Final Thoughts on Interpretive Challenges Created by Changes in the Structure of the Agricultural Industry
Senators Arthur Capper and Andrew Volstead
In an ideal world, Congress and state legislatures would amend statutes such as the Capper-Volstead Act, the agricultural exemption to the National Labor Relations Act, and others to keep up with changes in the agricultural industry. Congress and state legislatures would define terms such as “farming,” “agriculture,” and “agricultural production,” so that courts would not be left with the task of determining the meaning of these ambiguous terms.
Given that Congress has failed to amend several agricultural statutes to keep up with changes in the agricultural sector, courts will continually be faced with whether they should update these statutes. I believe that the answer will vary by context. The answer will depend on the statutory scheme at issue and whether a universally accepted public policy exists that suggests that a particular amendment to a statute is in order.

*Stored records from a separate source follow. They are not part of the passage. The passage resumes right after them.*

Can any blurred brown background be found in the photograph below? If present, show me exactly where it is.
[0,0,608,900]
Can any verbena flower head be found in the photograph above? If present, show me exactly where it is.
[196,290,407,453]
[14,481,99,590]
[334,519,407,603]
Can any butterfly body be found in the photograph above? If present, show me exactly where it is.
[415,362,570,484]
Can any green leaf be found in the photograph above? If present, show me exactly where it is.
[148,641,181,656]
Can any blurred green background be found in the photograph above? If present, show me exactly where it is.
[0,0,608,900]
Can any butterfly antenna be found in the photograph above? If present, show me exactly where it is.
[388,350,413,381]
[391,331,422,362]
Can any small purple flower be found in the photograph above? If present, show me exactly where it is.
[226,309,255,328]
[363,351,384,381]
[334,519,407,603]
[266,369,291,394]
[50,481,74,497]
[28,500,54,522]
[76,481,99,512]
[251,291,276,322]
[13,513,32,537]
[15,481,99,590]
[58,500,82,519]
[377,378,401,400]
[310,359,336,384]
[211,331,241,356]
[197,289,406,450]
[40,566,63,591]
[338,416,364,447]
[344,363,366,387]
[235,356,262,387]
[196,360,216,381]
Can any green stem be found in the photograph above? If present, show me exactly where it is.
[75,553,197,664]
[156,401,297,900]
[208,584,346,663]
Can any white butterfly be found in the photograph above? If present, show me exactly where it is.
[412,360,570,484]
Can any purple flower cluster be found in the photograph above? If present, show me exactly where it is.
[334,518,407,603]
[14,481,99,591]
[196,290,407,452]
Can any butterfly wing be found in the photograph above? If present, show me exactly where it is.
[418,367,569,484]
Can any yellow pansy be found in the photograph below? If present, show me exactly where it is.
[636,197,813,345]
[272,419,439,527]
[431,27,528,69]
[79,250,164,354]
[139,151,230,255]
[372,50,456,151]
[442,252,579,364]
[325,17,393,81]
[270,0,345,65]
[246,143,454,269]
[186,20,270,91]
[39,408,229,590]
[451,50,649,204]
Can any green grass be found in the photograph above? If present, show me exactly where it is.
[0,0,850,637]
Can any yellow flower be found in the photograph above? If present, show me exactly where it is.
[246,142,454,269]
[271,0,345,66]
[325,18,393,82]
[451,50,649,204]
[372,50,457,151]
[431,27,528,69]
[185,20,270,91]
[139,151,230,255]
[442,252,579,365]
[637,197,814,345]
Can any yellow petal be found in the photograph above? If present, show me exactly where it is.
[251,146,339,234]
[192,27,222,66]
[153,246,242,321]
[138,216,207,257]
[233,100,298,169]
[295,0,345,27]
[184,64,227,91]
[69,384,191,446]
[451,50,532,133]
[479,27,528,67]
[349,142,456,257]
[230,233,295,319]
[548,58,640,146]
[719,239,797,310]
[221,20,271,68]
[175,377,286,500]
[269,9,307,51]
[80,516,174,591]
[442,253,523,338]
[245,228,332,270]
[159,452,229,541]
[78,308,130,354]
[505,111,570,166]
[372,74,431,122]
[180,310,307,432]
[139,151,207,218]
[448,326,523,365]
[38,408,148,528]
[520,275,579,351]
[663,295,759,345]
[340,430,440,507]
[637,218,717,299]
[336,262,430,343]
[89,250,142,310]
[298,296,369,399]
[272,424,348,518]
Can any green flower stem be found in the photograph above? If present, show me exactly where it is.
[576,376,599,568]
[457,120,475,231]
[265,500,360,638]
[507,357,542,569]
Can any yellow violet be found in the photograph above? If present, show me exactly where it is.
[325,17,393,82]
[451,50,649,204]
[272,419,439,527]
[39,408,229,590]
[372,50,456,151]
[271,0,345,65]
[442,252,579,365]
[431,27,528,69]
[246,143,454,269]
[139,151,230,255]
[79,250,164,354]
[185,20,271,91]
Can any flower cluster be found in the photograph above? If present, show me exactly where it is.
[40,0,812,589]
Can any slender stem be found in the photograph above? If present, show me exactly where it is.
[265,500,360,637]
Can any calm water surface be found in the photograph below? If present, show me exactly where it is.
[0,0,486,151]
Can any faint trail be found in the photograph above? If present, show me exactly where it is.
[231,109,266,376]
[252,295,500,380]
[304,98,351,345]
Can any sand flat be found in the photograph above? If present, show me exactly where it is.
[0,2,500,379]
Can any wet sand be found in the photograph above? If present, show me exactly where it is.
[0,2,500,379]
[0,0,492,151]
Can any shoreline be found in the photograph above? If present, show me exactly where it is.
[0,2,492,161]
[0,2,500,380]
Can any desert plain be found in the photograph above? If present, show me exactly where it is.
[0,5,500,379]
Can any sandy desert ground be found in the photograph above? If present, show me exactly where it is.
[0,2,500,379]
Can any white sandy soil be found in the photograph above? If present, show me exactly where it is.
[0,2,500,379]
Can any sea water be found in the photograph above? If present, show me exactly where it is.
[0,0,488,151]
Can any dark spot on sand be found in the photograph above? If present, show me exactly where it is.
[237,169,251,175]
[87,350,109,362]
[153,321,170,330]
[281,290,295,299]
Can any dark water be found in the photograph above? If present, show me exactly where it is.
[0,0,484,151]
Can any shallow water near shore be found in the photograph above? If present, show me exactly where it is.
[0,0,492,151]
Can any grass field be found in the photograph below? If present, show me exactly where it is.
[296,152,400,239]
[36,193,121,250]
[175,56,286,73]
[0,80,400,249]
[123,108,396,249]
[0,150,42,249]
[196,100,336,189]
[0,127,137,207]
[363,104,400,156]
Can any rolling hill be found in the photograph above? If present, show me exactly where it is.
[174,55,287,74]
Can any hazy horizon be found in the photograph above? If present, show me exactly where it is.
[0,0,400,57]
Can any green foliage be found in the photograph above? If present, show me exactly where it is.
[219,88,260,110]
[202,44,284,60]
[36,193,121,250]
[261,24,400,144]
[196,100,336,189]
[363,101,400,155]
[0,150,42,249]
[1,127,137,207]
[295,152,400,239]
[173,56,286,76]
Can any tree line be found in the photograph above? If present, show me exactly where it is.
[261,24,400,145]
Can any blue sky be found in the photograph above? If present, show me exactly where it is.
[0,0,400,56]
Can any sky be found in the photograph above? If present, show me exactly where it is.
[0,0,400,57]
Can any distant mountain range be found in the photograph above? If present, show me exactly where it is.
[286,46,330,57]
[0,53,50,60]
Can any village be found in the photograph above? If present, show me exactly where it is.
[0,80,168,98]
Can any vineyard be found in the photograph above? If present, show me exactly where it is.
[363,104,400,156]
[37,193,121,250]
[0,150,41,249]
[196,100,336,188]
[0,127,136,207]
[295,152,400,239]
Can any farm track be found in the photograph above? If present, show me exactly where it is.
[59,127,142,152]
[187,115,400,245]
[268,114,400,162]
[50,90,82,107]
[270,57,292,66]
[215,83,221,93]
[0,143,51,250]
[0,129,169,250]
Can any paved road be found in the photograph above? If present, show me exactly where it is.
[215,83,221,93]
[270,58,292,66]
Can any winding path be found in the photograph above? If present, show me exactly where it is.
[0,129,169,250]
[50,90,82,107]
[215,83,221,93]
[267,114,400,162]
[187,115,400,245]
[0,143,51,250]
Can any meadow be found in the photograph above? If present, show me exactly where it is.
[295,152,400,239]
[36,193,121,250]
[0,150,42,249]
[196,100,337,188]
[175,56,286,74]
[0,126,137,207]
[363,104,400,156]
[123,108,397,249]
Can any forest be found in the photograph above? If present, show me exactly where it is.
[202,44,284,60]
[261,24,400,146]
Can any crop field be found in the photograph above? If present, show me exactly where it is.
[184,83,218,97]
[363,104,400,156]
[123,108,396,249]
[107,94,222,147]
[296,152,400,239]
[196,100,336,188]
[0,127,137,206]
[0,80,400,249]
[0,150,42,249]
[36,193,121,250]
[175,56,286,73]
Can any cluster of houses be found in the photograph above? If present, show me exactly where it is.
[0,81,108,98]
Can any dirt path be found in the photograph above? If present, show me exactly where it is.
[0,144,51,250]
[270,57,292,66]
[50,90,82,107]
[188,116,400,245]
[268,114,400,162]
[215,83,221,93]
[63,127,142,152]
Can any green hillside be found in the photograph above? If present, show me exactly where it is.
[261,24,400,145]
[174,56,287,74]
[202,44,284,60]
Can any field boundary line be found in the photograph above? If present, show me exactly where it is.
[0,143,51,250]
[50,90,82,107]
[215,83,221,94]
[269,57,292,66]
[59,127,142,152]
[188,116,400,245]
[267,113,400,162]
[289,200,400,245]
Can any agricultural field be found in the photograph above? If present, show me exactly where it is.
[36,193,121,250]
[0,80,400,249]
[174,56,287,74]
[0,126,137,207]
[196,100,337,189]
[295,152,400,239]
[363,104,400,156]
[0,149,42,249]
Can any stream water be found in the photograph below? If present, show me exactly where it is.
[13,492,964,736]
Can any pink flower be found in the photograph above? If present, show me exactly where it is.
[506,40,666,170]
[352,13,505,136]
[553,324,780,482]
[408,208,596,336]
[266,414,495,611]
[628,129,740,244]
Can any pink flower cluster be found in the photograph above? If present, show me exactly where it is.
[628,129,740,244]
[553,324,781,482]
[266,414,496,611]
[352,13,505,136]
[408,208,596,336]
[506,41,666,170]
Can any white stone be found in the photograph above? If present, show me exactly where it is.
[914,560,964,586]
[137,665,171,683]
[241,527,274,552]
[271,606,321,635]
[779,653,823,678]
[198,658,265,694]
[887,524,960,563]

With both the zoning statute at issue in Farmegg and the federal antitrust statutes at issue in National Broiler, I would interpret the meaning of “agricultural production” narrowly. In both cases, a narrow interpretation of “agricultural production” is consistent with my understanding of the purposes of the statutes and the intentions of the statutes’ authors. In both cases, courts were asked to interpret agricultural exceptions to general rules, and exceptions are generally interpreted narrowly to avoid swallowing the overarching rules. Furthermore, while courts are commonly called upon to update laws (for example, to update common law causes of action), courts generally lack the competence necessary to resolve the complex issues raised by changes that have occurred in the agricultural sector.
Lastly, with regards to the zoning statute at issue in Farmegg, there is a third alternative besides having the legislature or judges update the zoning statute. County zoning boards can and regularly do update zoning ordinances. While county zoning boards are sometimes criticized for making biased or arbitrary decisions, they are more knowledgeable about zoning ordinances and agriculture and more democratic than courts. Courts should interpret agricultural exemptions to zoning statutes narrowly to give county zoning boards flexibility.